Today, on the penultimate threshold of our 2020 quadrennial, let’s consider an oft-overlooked voting bloc that had – and likely will have again – a significant say in the next electoral outcome. I’m talking about America’s small businesses, of which the SBA reports there are over 30 million. Six million are employers who make payroll for over 60 million employees. The rest are marketplace quarks – the smallest business entity – solopreneurs.
Mathy alert. Here’s an electoral calculation rarely contemplated by most people or pundits: Add the first and third of the foregoing numbers and you get 90 million. Allow me to re-state that in context: Ninety million voters. Now add to that sum their voting age dependents – spouses and children – and the small business electoral critical mass easily grows to well over 100 million of America’s 245 million eligible voters. Let’s call that small business cohort “the stakeholders,” because regardless of how they vote, each one has a stake in the future of a small business.
The period 2007-16 was what I’ve called Main Street’s Economic Lost Decade. As Wall Street hit new record highs during this period, the Main Street economy languished, averaging under 2% GDP annually. The impact of this era on the small business sector ranged from diminished opportunity to decimation. Consequently, based on poll results – ours and others’ – in 2016 I ventured that small business stakeholders would be attracted to Trump’s economic campaign messaging. My prognostication was based on what small business survivors of the Lost Decade reported caring about most: economic expansion, ending Obamacare, tax and regulatory reform. Now, back to the election.
Let’s bring the reporting current with the most recent poll question we asked our small business audience: “What impact has President Trump’s policies had on your business?” Almost two-thirds selected “Very positive” (39%) and “Somewhat positive” (24%). The negative responses totaled 15%, with 21% saying, “No impact.”
One way to think of our 64/36 split – which is consistent with other queries made since the 2016 election – is to compare it to the most recent Rasmussen poll (Oct 30), showing the president with a 47% job approval rating. With Main Street business owners favoring the president’s job performance by 17 points over the general public, it really must be “the economy, stupid.” A year from now, if Trump is still underwater in national polls but sustains the same advantage with small business stakeholders, even discounting this cohort by two-thirds, Main Street firms will deliver the election for him. Again.

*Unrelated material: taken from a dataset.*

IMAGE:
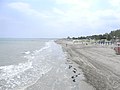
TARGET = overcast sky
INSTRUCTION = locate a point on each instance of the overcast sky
(57, 18)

Feel the need to throw shade on my polling? Fair enough. After all, we’ve only been polling small business owners for 20 years. But surely you’ll respect an almost 50-year model. Since the 1970s, the NFIB’s Index of Small Business Optimism, the gold standard of polling for this sector, has produced an average monthly “Optimism” response of 98.3 points. During the entire Lost Decade, the Index – which aggregates responses to 10 key small business operating elements – reported stuck below that multi-decade average, in the 93-95 range. But since December 2016, the NFIB’s optimism number has averaged 105.2 points. By the way, the NFIB chief economist and the Index’s founding purveyor, Dr. Bill Dunkelberg, has delivered his report on my radio program every month since 2000.
It must be said that in the NFIB survey, there are no presidential job approval questions. But we’re talking about businesses planted-in-the-ground, operating where the economy’s rubber meets the road. So, it’s no giant leap of logic for the appraisal of any president by those who sign the front of 90 million paychecks every month to track on a straight, bold line to the performance of the Main Street economy.
BREAKING NEWS! In our most recent online poll, intentionally offered twelve months before America return to the voting booth, we asked small business owners, “How will you vote in 2020?” The response came in at 79% for Trump and 21% against.
Write this on a rock …
Small business stakeholders helped Donald Trump in 2016. Expect that to happen again in 2020, because out here on Main Street, it’s still the economy, sweetie.